Bono and Love in a Time of Terror

There's much to be said for love, but watch out when it's a moralizing rock star doing the talking -- and the subject is not romance, but matters of life and death in a time of accelerating jihadi slaughter.

In the aftermath of the terrorist atrocity in Nice -- which ISIS has claimed for its own -- the headlines now include reports that Bono, lead singer of the U2 rock band, was dining on the terrace of La Petite Maison restaurant, about half a mile from the Nice seafront Promenade des Anglais, when Mohamed Lahouaiej Bouhlel drove a truck for more than a mile through the festive Bastille Day crowd, wounding more than 200 people and killing 84, including 10 children.

Armed counter-terrorism police "rescued" Bono, along with a number of other celebrities, including Elton John and a former mayor of Nice, who were also dining at the restaurant.

The next day, U2 put out a tweet, signed by all four members of the band, including Bono:

Love is bigger than anything in its way. 

No doubt they meant well. But it ought to be clear by now that "love," for all its virtues, is not enough to stop a terrorist driving a 21-ton truck.
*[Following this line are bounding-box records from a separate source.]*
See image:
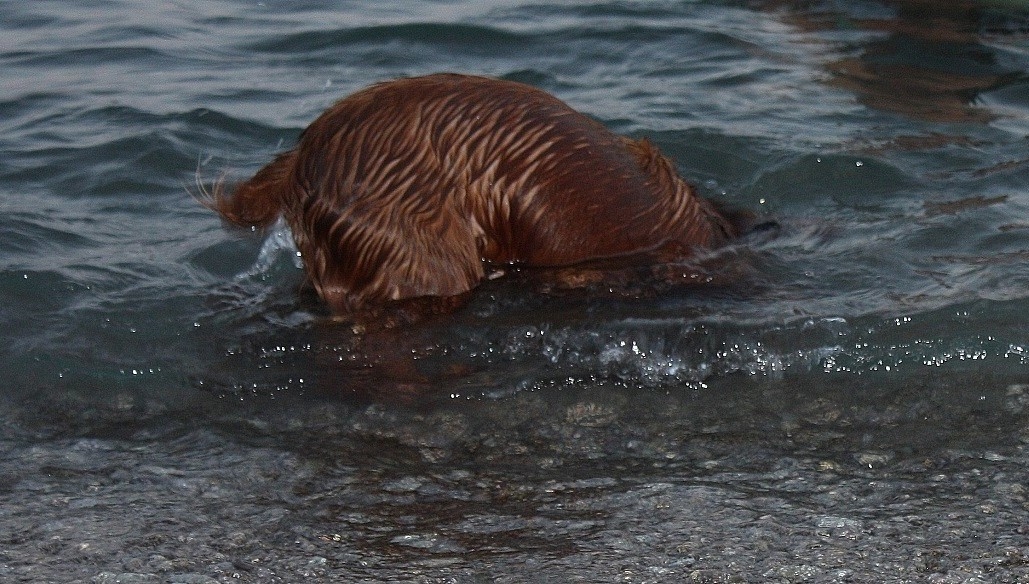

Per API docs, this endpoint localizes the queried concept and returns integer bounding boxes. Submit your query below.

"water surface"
[0,0,1029,582]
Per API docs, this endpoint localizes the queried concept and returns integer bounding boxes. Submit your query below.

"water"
[0,0,1029,583]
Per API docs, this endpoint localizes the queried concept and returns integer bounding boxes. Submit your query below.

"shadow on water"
[0,1,1029,584]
That was done by the heroic French police, who risked their lives to approach the truck and used their guns to fire a volley of bullets into the the cab, killing Bouhlel.

Nor, as far as Bono and his celebrity companions needed rescuing, were they rescued by love. They were rescued and escorted from the area near the killing zone by counter-terrorism police armed with guns.

One might cavil that the police who stopped Bouhlel acted out of love -- love of country, love of decency, love of honor, love of their fellow man. Surely that figured in their actions. It took a lot more than love, however, to end Bouhlel's killing spree.